The overload of content has also been pointed out as being among the several factors responsible for the onset of depressive symptoms17, of which prevalence was estimated at 27.7% among medical students in a meta-analysis carried out in 2016 including studies from 43 countries18.
As for the teaching of pediatrics, 68.5% of the schools have a CL in pediatrics of over 720 hours. The proportion between the total CL in pediatrics and the total CL was less than 8% in 58 of the schools and its median was 9.5% (P25-75 = 8.1-11.4).
This is similar to the mean proportion of 10.1% found by Del Ciampo and Del Ciampo in a study with Brazilian medical schools until 200219, and of 9.7% (SD = 2.7) found by Veiga and Batista in medical schools located in Rio de Janeiro20.
The inclusion of pediatrics in the curriculum tends to be a later one, with 44.4% schools starting their teaching in the fourth year and 41.7% in the third year. Few schools offer the teaching of pediatrics throughout the course and only 3 offer theoretical teaching combined with the practical teaching from the second to the fourth year.
The practical classes follow the same trend, starting before the third year in only 8.6% of schools and few schools offering it longitudinally during the four years before clerkship.
These findings are in line with the recommendations of Paho-Alape3 and SBP5, which recommend that training in pediatrics be started early in the course, with increasing complexity, and that practical training should be started in the first years of the medical course, ideally in primary care3. Other documents 21), (22 emphasize the undeniable importance of practical activities for medical training.
Therefore, our study demonstrates that it is still necessary to include teaching in pediatrics in earlier stages of the medical course, associating theory with practice, and in a longitudinal way.
Finally, as a reflection on the curriculum, if medical education aims to train professionals capable of caring for people, it is important that managers and everyone involved in medical training consider that an excess content is harmful to students’ learning and health, considering that students often enter medical school in their teens. As a basis for building their future professional identity, it is essential that the students have time and incentive for reflection. Moreover, it is necessary to share resources and encourage them to take care of themselves, to cultivate resilience and develop constructive and caring relationships with everyone involved in their education, including peers, teachers, managers, patients and the community23.

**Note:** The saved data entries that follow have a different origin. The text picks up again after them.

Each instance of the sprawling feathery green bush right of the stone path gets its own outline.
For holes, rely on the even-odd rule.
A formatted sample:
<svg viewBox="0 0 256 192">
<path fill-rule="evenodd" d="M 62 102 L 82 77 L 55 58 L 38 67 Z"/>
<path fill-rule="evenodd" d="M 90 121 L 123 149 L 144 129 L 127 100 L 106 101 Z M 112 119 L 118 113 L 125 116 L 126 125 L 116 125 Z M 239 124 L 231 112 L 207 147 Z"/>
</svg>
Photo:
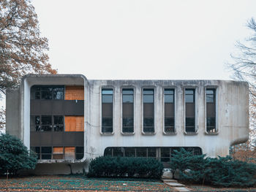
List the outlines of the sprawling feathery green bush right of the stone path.
<svg viewBox="0 0 256 192">
<path fill-rule="evenodd" d="M 178 172 L 180 180 L 211 185 L 252 186 L 256 184 L 256 165 L 227 157 L 206 158 L 192 155 L 183 148 L 175 150 L 170 162 L 171 169 Z"/>
</svg>

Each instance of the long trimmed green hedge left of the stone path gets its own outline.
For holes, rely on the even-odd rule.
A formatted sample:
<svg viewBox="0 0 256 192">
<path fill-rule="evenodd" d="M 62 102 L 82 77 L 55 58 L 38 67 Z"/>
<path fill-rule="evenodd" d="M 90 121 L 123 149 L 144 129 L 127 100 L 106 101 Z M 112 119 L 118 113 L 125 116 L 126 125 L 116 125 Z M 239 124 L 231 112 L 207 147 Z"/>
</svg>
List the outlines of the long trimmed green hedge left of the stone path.
<svg viewBox="0 0 256 192">
<path fill-rule="evenodd" d="M 89 177 L 160 178 L 163 165 L 154 158 L 101 156 L 91 160 Z"/>
</svg>

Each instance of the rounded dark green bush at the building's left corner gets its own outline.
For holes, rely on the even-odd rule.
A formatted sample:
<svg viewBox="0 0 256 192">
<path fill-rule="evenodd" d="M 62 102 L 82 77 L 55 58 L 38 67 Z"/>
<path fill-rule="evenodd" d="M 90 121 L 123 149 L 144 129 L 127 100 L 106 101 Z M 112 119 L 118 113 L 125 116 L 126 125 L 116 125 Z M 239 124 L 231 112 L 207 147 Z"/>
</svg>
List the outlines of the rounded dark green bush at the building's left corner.
<svg viewBox="0 0 256 192">
<path fill-rule="evenodd" d="M 34 169 L 37 164 L 37 155 L 29 152 L 20 139 L 10 134 L 0 135 L 0 174 L 7 171 L 17 174 L 18 170 Z"/>
</svg>

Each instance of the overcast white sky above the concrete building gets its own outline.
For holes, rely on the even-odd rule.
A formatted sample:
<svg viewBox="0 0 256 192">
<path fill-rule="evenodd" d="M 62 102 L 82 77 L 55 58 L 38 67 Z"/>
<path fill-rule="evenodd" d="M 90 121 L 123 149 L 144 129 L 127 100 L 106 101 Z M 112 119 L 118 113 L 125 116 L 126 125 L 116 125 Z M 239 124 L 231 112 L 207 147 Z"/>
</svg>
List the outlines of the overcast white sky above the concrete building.
<svg viewBox="0 0 256 192">
<path fill-rule="evenodd" d="M 32 0 L 59 73 L 88 79 L 230 79 L 255 0 Z"/>
</svg>

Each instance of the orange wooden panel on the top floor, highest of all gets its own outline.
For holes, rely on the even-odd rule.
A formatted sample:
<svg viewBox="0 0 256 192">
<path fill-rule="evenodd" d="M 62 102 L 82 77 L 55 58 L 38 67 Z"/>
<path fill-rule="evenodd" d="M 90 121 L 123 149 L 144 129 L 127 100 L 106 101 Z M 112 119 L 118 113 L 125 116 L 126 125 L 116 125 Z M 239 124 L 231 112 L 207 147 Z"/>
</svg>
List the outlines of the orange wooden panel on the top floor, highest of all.
<svg viewBox="0 0 256 192">
<path fill-rule="evenodd" d="M 84 88 L 83 86 L 66 86 L 65 100 L 83 100 Z"/>
</svg>

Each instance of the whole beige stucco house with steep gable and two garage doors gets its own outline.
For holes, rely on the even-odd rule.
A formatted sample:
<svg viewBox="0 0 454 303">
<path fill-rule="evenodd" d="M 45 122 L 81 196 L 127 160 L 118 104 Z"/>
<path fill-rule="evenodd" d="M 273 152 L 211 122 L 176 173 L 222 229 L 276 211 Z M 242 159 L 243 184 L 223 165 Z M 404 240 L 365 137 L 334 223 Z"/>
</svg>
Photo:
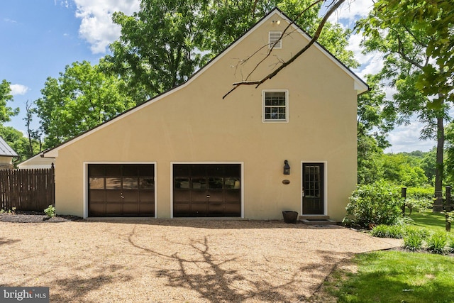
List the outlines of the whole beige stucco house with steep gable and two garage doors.
<svg viewBox="0 0 454 303">
<path fill-rule="evenodd" d="M 298 211 L 340 221 L 357 180 L 357 97 L 367 84 L 315 44 L 257 89 L 223 99 L 244 75 L 255 69 L 251 79 L 260 79 L 309 41 L 292 25 L 255 68 L 288 24 L 273 10 L 184 84 L 45 151 L 58 167 L 57 213 L 282 219 Z"/>
</svg>

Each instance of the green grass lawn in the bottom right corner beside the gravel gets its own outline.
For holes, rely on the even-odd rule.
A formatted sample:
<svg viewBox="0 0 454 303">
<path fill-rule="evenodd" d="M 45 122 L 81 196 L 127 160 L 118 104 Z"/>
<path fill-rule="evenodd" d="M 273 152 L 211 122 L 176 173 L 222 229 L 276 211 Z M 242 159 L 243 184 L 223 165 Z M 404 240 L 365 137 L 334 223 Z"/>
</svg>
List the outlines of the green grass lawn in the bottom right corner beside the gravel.
<svg viewBox="0 0 454 303">
<path fill-rule="evenodd" d="M 337 270 L 326 282 L 337 302 L 454 302 L 453 257 L 378 251 L 353 263 L 358 272 Z"/>
</svg>

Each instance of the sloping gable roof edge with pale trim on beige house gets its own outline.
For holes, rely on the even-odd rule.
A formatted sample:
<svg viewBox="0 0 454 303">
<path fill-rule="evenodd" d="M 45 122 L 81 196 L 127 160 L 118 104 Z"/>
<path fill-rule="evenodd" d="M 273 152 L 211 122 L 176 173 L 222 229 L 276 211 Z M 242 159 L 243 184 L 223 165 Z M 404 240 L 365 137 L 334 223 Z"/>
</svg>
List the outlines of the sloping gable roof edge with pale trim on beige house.
<svg viewBox="0 0 454 303">
<path fill-rule="evenodd" d="M 132 109 L 128 109 L 127 111 L 123 111 L 123 113 L 118 114 L 118 116 L 110 119 L 109 121 L 106 121 L 104 123 L 99 124 L 99 126 L 96 126 L 95 128 L 92 128 L 89 131 L 86 131 L 79 136 L 76 136 L 69 141 L 66 141 L 60 145 L 57 145 L 55 148 L 50 148 L 49 150 L 45 150 L 43 152 L 43 156 L 45 158 L 55 158 L 58 157 L 58 150 L 65 148 L 67 145 L 70 145 L 76 141 L 79 141 L 80 139 L 84 138 L 85 136 L 89 136 L 91 133 L 94 133 L 106 126 L 109 126 L 111 123 L 114 123 L 115 121 L 118 121 L 119 119 L 123 119 L 126 116 L 129 116 L 130 114 L 135 113 L 135 111 L 139 111 L 140 109 L 143 109 L 146 106 L 150 106 L 150 104 L 155 103 L 155 101 L 158 101 L 174 92 L 177 92 L 179 89 L 182 89 L 184 87 L 187 87 L 191 82 L 194 81 L 201 73 L 204 72 L 204 70 L 209 69 L 212 65 L 214 65 L 223 55 L 228 53 L 229 50 L 234 48 L 236 45 L 238 45 L 242 40 L 244 40 L 248 35 L 253 33 L 256 28 L 260 27 L 263 23 L 266 23 L 269 21 L 271 18 L 274 18 L 275 16 L 279 16 L 280 18 L 287 20 L 289 23 L 292 23 L 292 19 L 289 18 L 287 15 L 285 15 L 280 9 L 275 8 L 270 13 L 268 13 L 266 16 L 264 16 L 258 23 L 255 23 L 255 26 L 250 28 L 248 31 L 246 31 L 243 35 L 241 35 L 237 40 L 233 41 L 231 45 L 228 45 L 228 47 L 223 50 L 220 54 L 216 55 L 213 59 L 211 59 L 204 67 L 201 67 L 199 70 L 194 72 L 194 74 L 187 79 L 186 82 L 177 85 L 176 87 L 173 87 L 172 89 L 168 90 L 167 92 L 163 92 L 162 94 L 157 94 L 157 96 L 149 99 L 148 101 L 145 101 L 143 104 L 139 104 L 138 106 L 133 107 Z M 306 33 L 302 28 L 297 26 L 295 23 L 292 23 L 292 27 L 294 28 L 295 31 L 303 35 L 307 40 L 311 40 L 311 36 Z M 326 48 L 323 48 L 322 45 L 320 45 L 317 41 L 311 46 L 314 48 L 317 48 L 318 50 L 321 51 L 326 57 L 328 57 L 329 60 L 334 62 L 338 67 L 343 70 L 349 77 L 351 77 L 354 80 L 354 89 L 358 92 L 359 94 L 362 94 L 364 92 L 367 92 L 369 90 L 369 86 L 360 78 L 358 75 L 356 75 L 350 68 L 348 68 L 346 65 L 344 65 L 340 60 L 338 60 L 333 54 L 331 54 Z"/>
</svg>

This study had some limitations. One of them was the impossibility of including all schools, due to the online unavailability of their pedagogical projects or curricular matrices/grids on the official websites of the educational institutions or lack of data in these documents about the CL in pediatrics. Also, this study analyzed only the CL of the medical and pediatrics course, without considering the content and methodology of teaching and assessment, not allowing the analysis of the teaching quality. However, the analysis of the CL allows the evaluation of the course content load and the time allocated and importance given by the institution to the teaching of pediatrics, aiming at developing skills to work in pediatric health care.